My background in perfectionism was from studying under Simon Sherry, who was in turn influenced heavily by Gord Flett and Paul Hewitt. Succinctly put, this comes with a set of inherited biases that (a) perfectionism is primarily bad for mental health and (b) that perfectionism is, to a great extent, a negative interpersonal phenomenon. This affected my choice to focus on nondisplay of imperfection rather than other facets of perfectionism that some argue are more positive (e.g., high standards).
My background in alcohol research came from a postdoctoral fellowship with Sherry Stewart. Alongside the long history of behaviorist research at Dalhousie University where I received my Ph.D., I tend to think about psychological phenomenon of various sorts in operant conditioning terms. That is, I conceptualize drinking primarily as a function of positive and negative reinforcement. Thus, I focused primarily on negatively reinforcing motives (i.e., drinking to cope and conformity) in this paper and did not consider alternatives to this framework. Indeed, I am so inured to this perspective, I find it difficult to think of other explanatory frameworks that might be equally useful.

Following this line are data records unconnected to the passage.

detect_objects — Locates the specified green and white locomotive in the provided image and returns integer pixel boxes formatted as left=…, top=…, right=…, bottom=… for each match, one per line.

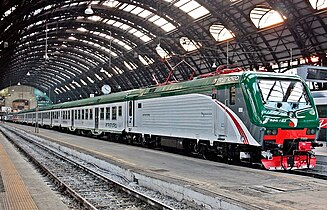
left=11, top=70, right=321, bottom=170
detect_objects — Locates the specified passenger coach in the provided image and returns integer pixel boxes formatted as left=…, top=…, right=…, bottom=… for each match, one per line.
left=10, top=71, right=321, bottom=170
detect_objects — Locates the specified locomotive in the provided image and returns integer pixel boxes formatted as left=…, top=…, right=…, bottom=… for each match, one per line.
left=8, top=70, right=321, bottom=170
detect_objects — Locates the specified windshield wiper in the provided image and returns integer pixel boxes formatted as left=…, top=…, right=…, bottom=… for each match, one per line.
left=264, top=105, right=288, bottom=113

I am also in the position of being both the principal investigator and the primary statistical analyst on this paper. As a statistically-minded person, my bias in interpretation is often to think about statistical (rather than conceptual) limitations to research. As an analyst, I have a broad overarching bias towards more parsimonious models. That is, I value models with fewer parameters and add model complexity only when forced. This bias shows in a few places, such as using item parcels instead of items for some measures, deliberately choosing some 3-item scales in the design process, and using fixed slopes so that the model would be as parsimonious as possible. Perhaps most notably, two analyses in the paper were reviewer requests and both involved increased model complexity: Adding alcohol quantity to the model and (b) running a supplementary random slopes model. My own resistance to these components in the text is likely due to my bias for model parsimony.

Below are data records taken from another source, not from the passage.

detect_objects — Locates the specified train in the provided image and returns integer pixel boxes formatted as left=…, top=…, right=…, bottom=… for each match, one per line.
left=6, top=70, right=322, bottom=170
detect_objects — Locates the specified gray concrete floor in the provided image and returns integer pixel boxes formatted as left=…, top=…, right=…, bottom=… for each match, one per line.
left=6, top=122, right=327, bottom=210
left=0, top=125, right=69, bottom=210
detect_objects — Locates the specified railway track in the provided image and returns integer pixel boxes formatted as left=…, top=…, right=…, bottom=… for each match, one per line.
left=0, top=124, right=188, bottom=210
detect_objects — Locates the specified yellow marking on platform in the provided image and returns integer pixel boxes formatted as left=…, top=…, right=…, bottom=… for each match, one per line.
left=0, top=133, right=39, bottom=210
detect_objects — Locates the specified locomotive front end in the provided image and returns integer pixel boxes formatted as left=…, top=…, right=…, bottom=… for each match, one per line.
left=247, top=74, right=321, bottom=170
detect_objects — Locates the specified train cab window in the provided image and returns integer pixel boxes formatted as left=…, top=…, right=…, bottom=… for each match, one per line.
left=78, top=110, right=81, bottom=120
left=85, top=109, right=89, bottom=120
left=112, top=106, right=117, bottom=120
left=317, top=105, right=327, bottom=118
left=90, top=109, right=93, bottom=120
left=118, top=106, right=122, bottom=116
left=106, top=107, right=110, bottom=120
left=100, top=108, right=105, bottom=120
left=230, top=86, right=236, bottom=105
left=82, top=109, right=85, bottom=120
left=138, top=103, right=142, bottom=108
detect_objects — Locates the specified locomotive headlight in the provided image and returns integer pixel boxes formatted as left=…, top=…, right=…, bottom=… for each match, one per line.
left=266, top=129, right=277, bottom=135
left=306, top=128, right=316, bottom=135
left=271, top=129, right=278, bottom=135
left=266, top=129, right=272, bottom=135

That is a lot of text, so I could see a statement like that being an online supplement rather than in the body of the text. But I think that the process, when combined with reading the paper, would help readers understand my own biases and choices so they could gauge for themselves whether that influenced the final results. That is, my own biases shaped which forking paths I chose both in the design and analysis of my own study, and knowing those biases might help readers identify my blind spots. Though reflexivity statements are not a cure-all for psychological science, I think that they are an under-utilized tool that could be productively applied to increase transparency in quantitative studies.